By Astrid Zeppenfeld
On June 8th, Cape Girardeau celebrated an important part of its history with the addition of a statue to its city park where several Union and Confederate Soldiers were memorialized. About two years ago, the Cape Girardeau City Council renamed Common Pleas Courthouse Park. It became Ivers Square, in honor of James Ivers and his wife, Harriet.
James Ivers, a former Cape Girardeau slave, was among the 200 black men who enlisted in the Cape Girardeau Union Army in 1865. Shortly after he started serving in the Union Army, he died of an illness. History was both unveiled and made on June 8th, when we could see the bronze statue of a USCT Soldier in his and the other soldier’s honor.
Of the 718 monuments and statues to the Confederacy in the United States, only a negligible percentage depict African American men. Alexa and Alex Campbell, descendants of James Ivers, unveiled the statue before it was dedicated by officials.
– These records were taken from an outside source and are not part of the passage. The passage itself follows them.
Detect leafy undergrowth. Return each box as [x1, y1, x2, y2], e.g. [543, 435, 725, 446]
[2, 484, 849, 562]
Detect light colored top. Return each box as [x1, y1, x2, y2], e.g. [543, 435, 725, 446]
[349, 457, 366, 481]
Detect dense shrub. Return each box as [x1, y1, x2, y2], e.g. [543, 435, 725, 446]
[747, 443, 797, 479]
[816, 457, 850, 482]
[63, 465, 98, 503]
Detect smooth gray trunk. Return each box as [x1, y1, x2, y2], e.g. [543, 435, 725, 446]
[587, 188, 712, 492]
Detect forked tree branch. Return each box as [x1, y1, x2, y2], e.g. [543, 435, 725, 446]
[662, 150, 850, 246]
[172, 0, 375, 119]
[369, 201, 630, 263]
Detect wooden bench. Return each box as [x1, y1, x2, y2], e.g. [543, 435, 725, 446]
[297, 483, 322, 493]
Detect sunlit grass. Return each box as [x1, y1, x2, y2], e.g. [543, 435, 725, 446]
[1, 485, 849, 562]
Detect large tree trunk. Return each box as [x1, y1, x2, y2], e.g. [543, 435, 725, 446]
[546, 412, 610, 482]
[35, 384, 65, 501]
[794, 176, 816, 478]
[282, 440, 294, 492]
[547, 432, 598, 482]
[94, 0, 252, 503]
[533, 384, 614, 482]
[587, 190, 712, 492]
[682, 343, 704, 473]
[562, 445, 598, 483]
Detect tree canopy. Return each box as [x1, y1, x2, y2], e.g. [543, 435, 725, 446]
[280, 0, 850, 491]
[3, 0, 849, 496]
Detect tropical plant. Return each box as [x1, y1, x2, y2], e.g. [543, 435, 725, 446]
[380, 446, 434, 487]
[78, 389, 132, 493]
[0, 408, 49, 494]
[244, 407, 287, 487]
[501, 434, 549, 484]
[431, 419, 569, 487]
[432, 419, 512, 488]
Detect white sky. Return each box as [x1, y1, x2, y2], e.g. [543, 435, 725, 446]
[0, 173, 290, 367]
They had traveled to Missouri from Virginia, together with their mother, Helen Campbell. Brenda Newbern, Executive Director of Cape Girardeau Convention and Visitor Bureau, told us that “The event was a wonderful time; despite the rain, it was a great reception by the community.” Newbern truly cherished being able to meet the descendants of the Ivers’. We also want to thank her for sharing the local news story with us, in which Sarah LaVenture, Old Town Cape special projects coordinator, quoted: “The impact for the city itself is, this puts [Cape Girardeau] on the map as being an inclusive community.”
State Rep. Kathy Swan, R-Cape Girardeau, described Saturday’s ceremony as “unifying”. Local newspapers quoted her saying, “And that is the importance of it. Many of us, across all races and religions, fought for a unified cause, and it’s time that we recognize the contributions of everyone.”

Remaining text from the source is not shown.